L’Humanité, 25 août 1993, par Jean-Claude Lebrun
Du pays ultraconformiste qu’est l’Autriche, des talents étranges depuis quelques années nous font signe : Thomas Bernhard naturellement dont la mort n’a pas assourdi l’écho, Elfriede Jelinek, dont les écorchures semblent avoir trouvé à s’exprimer dans une inépuisable véhémence, et Gert Jonke, qu’on découvre ces temps-ci grâce à une traduction restituant avec inventivité le mélange d’onirisme, d’intellectualité et d’esprit satirique qui lui est propre. Il y a là une nouvelle fois quelque chose de tout à fait particulier, d’une extrême modernité en même temps que puissamment enraciné dans la tradition de réalisme fantastique du conte germanique. Ce n’est manifestement pas sans raison que l’on a pu citer Hoffmann à propos de cette œuvre. […]

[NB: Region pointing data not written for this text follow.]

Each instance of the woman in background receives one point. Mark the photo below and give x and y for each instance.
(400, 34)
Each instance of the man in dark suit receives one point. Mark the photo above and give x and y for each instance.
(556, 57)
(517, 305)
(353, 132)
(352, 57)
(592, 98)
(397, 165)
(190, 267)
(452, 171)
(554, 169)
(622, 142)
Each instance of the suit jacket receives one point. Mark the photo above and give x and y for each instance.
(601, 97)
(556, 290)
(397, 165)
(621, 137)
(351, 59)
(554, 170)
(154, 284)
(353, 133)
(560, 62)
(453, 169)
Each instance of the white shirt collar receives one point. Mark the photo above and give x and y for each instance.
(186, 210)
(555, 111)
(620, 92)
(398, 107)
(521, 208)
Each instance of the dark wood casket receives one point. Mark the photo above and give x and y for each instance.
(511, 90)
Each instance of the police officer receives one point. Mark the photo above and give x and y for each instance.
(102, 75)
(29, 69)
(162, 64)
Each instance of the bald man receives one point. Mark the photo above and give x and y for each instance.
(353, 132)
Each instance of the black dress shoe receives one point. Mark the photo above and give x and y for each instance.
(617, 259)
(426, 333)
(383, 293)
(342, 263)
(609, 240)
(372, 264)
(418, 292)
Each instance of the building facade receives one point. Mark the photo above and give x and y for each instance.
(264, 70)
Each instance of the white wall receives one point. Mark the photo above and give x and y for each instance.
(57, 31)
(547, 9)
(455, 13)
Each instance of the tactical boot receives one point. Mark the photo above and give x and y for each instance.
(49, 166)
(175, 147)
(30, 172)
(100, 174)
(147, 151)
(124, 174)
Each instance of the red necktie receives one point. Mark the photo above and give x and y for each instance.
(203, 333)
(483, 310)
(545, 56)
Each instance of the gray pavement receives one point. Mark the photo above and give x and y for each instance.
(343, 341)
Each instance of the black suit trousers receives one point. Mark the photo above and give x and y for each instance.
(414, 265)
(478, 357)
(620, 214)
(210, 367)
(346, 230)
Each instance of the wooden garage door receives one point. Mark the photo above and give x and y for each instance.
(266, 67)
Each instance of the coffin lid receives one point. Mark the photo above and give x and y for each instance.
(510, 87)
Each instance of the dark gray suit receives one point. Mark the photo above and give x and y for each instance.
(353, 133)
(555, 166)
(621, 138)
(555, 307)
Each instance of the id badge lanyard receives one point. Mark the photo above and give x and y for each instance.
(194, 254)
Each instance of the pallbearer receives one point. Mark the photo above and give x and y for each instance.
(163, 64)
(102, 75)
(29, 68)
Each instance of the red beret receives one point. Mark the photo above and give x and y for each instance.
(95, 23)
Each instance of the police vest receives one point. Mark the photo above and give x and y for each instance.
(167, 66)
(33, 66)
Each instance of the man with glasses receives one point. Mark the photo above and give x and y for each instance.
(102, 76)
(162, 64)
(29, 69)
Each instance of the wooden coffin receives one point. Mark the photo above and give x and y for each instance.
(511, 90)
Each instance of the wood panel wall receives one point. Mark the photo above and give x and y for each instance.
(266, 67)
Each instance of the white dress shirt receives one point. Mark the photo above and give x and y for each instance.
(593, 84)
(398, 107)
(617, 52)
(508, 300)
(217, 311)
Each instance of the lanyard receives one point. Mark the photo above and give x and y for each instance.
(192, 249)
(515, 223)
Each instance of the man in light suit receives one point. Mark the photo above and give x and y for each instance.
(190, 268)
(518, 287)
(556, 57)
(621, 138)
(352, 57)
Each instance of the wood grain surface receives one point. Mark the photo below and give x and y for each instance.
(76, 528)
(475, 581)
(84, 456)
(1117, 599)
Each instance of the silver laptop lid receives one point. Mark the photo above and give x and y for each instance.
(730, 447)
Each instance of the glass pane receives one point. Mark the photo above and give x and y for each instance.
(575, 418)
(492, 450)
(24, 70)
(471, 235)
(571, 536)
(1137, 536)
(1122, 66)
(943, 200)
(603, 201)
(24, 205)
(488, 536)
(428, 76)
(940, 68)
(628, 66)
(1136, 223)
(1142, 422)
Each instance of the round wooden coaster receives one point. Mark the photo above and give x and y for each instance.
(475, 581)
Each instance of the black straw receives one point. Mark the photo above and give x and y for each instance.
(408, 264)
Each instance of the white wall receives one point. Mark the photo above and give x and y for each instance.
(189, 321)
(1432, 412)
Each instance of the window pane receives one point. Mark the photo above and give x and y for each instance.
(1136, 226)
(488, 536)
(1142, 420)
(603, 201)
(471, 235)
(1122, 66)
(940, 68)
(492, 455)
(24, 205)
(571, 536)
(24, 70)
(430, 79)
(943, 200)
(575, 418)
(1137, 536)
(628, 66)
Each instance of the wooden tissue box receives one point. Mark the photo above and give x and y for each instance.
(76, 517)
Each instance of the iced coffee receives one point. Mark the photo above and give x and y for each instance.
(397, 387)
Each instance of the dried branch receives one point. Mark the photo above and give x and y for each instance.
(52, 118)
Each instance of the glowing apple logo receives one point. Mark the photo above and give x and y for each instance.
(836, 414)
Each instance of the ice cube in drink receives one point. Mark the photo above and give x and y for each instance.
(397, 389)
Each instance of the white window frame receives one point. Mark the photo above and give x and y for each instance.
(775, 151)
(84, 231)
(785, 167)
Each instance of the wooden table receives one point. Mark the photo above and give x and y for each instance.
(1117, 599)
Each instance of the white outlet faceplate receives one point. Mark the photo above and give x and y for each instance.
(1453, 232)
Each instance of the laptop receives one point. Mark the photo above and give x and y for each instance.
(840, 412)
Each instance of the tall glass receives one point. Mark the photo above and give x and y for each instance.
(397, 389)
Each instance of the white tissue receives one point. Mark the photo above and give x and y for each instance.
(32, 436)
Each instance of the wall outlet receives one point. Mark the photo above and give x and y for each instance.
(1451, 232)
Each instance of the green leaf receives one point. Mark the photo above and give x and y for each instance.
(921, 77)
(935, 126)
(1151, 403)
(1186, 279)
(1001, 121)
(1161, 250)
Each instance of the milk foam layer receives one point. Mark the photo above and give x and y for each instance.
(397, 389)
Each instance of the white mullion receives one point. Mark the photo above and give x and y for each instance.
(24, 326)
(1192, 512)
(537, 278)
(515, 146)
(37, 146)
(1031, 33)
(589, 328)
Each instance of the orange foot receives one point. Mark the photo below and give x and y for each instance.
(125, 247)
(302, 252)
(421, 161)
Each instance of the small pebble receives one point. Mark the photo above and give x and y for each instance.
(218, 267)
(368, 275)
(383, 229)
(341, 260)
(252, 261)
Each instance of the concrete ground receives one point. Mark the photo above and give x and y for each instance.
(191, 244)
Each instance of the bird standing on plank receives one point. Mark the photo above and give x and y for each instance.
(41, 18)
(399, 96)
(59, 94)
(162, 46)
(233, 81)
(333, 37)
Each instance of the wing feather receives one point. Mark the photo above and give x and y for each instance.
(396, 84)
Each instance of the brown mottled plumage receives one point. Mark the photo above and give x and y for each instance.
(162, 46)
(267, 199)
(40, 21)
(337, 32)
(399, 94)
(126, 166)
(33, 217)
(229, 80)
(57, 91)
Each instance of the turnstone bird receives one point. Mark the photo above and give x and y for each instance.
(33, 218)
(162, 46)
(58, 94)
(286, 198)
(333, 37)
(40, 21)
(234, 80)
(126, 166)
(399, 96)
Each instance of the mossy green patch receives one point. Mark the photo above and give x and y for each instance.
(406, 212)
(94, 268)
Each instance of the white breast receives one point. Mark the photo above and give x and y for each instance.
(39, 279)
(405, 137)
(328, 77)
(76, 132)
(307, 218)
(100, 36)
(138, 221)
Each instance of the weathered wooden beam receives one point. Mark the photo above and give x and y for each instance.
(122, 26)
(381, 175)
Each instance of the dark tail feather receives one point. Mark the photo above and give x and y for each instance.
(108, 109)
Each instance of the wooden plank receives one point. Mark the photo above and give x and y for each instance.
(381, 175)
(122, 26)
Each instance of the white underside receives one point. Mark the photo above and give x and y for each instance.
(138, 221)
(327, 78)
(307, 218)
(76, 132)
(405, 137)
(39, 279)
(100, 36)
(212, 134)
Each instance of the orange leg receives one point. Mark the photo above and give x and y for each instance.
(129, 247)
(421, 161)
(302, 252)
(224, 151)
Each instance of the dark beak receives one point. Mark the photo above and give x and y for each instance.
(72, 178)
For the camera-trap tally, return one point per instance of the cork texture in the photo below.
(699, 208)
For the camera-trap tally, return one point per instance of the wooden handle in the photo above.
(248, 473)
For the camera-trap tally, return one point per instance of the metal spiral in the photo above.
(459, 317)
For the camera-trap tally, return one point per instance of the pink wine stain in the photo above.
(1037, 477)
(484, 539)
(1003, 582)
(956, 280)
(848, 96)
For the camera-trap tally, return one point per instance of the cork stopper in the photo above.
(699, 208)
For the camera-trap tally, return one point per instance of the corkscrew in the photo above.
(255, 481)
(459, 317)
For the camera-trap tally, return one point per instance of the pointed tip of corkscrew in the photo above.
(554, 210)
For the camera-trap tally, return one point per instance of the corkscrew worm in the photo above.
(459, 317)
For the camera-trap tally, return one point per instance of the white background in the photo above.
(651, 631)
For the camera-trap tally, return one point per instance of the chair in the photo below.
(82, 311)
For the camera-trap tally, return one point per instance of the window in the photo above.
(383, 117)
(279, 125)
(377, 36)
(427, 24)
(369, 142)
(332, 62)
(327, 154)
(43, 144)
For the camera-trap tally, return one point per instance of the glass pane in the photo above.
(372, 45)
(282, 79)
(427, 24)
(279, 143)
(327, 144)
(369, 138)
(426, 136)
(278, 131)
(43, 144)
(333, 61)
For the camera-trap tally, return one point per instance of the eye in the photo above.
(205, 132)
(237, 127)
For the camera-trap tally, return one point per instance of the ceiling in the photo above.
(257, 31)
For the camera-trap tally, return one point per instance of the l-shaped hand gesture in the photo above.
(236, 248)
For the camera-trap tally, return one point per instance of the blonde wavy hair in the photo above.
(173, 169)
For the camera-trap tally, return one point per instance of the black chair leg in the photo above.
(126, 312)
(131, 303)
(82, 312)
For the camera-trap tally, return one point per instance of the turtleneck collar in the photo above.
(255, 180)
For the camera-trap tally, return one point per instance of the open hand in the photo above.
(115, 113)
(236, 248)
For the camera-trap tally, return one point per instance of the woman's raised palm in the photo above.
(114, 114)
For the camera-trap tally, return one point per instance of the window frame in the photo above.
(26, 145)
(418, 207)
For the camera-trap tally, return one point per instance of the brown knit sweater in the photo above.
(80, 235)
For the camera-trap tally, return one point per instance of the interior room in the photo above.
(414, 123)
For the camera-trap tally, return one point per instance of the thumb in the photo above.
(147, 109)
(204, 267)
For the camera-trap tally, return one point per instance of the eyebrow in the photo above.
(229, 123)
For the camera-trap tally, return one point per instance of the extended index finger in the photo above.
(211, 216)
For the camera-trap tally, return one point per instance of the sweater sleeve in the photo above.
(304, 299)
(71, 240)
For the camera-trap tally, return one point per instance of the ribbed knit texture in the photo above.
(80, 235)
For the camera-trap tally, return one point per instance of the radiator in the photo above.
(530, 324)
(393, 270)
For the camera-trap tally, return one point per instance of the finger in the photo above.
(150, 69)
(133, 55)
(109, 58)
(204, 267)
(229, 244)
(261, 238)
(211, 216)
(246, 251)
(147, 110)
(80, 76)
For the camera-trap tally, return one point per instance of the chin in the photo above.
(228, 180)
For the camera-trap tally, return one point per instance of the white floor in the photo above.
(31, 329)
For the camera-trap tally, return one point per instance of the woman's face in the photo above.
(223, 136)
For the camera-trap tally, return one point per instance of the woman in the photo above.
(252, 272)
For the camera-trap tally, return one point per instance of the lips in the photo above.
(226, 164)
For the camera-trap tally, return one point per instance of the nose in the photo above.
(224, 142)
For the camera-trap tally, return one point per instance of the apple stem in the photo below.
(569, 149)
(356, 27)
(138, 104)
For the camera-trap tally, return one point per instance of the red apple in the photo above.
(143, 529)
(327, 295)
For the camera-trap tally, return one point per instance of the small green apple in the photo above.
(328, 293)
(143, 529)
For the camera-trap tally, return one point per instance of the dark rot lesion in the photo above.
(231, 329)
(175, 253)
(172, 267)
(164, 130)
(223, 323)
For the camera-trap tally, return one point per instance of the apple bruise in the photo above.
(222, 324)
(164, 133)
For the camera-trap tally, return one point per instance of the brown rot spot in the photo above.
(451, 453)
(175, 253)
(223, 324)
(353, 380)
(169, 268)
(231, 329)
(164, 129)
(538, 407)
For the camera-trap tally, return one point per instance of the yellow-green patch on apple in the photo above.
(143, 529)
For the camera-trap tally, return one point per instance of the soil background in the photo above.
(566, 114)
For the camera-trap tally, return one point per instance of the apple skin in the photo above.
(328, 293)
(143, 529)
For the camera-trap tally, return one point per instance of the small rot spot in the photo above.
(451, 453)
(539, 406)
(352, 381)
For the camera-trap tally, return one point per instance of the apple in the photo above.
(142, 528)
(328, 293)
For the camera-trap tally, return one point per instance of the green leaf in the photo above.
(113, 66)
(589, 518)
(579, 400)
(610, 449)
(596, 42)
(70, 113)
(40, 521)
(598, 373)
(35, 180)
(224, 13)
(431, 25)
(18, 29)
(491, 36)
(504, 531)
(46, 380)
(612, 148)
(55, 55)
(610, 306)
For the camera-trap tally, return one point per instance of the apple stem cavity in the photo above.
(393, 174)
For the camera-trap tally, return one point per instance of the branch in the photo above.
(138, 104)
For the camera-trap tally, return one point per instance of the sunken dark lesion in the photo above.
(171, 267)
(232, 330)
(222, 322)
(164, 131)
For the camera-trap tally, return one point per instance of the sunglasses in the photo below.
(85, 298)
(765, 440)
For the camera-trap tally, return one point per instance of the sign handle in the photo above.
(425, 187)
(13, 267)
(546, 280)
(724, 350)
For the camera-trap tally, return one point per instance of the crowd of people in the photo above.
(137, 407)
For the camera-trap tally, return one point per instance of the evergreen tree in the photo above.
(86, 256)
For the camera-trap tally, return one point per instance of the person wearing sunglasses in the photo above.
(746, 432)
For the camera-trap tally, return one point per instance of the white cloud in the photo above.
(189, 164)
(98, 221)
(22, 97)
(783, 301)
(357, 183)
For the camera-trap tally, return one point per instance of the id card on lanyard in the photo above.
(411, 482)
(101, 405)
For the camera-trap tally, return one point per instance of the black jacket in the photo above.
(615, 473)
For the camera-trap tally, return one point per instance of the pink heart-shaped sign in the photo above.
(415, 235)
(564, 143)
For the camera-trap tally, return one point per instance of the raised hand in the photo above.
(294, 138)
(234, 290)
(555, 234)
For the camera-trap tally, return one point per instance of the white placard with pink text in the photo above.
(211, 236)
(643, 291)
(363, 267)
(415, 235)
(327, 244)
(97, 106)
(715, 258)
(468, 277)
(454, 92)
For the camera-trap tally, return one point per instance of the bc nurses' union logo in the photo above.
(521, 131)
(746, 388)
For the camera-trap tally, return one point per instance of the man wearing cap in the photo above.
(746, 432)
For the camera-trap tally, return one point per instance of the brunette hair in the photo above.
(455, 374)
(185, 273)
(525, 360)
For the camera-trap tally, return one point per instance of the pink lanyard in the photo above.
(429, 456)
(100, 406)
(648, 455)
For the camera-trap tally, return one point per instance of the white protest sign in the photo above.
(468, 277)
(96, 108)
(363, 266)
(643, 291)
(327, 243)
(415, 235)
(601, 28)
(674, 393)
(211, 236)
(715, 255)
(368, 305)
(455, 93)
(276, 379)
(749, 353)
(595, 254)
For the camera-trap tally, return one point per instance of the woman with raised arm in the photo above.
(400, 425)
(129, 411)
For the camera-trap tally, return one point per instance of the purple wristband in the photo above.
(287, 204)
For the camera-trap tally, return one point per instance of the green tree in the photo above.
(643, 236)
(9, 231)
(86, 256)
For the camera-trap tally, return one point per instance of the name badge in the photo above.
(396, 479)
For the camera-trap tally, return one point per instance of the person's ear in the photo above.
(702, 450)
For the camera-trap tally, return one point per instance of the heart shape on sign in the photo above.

Ce livre insolite et fascinant multiplie les effets de miroir, les perspectives et les suggestions. Deux scènes littéralement extraordinaires laissent d’ailleurs jaillir à l’état pur un fantastique angoissé, issu en droite ligne d’E.T.A. Hoffmann. Car il est clair que cet « extrême contemporain » s’enracine dans de solides traditions, en brassant et retravaillant tout un héritage, lointain ou proche, pour affronter, sans réponse préconçue, la question de l’acte créateur. « Le manque d’imagination de ma prétendue “raison” finit toujours par me rattraper et par me vaincre », constate le compositeur-narrateur, soulignant du même coup la fragilité de ces instants, avec, toujours en suspens, la menace pour lui de retomber dans le langage commun et sa logique sans surprise. En d’autres termes, de devoir renoncer à la subversion de l’écriture.